I’ve been working on bigger projects till about a week ago then I got real curious about a trading idea: what happens to S&P 500 next week when commodity currencies are aligned up or down the same day? What happens if I want to reduce the drawdown periods and increase the run-up periods? what happens if I apply Relative Strength to a strategy’s risk management by using it as a Equity Curve “Surfing” method ? (thanks to Market Rewind for introducing me to inter-market analysis and Relative Strength).
So I just ran with it.
In the process I learned several new things:
- This type of specific correlation condition doesn’t work during bull markets most of the time.
- It does work during bear markets. Probably because of seasonal increase in asset correlations.

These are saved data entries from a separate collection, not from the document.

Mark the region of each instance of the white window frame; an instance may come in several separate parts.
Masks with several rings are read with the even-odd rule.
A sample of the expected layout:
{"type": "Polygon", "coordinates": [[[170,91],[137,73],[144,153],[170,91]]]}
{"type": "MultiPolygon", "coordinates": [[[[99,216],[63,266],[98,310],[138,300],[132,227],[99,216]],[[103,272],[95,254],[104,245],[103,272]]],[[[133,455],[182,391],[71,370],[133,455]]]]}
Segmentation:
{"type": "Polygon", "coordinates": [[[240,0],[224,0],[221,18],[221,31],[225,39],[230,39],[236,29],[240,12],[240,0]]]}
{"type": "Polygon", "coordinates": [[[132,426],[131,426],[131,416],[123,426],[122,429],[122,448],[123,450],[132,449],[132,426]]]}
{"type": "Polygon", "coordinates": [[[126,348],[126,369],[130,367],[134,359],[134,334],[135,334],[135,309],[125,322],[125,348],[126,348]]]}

- How equity curve filters that reduce drawdown periods and increase run-up periods affect the strategy in a total lookback period of 250 days: Run-up periods need more time to run and drawdown periods need to be cut much more quickly.
- How Relative Strength looks like within the context of equity curve risk reduction.
- How to apply newly (to me) used programming methods like arrays, an In-Sample optimization method and even a nice Autofill by user’s referenced column macro in Excel that saves a lot of time in the algo-building process.
I’m aware of several non-kosher statistical factors to the testing method that reduce expected returns in this test:
- Filters have parameters with lookback periods that reduce the degrees of freedom.
- There’s a significant increase in complexity from these filters’ conditions that also reduce Expected Returns.
- The back testing window is 8 years or 1/2 way through to the threshold in the number of years it takes for a strategy’s Expected Returns to flatten out – about 15 years of daily data. Until that threshold there’s a convex slope of % points that one needs to reduce from the arithmetic mean of returns in the back test to adjust for a realistic figure of Expected Returns.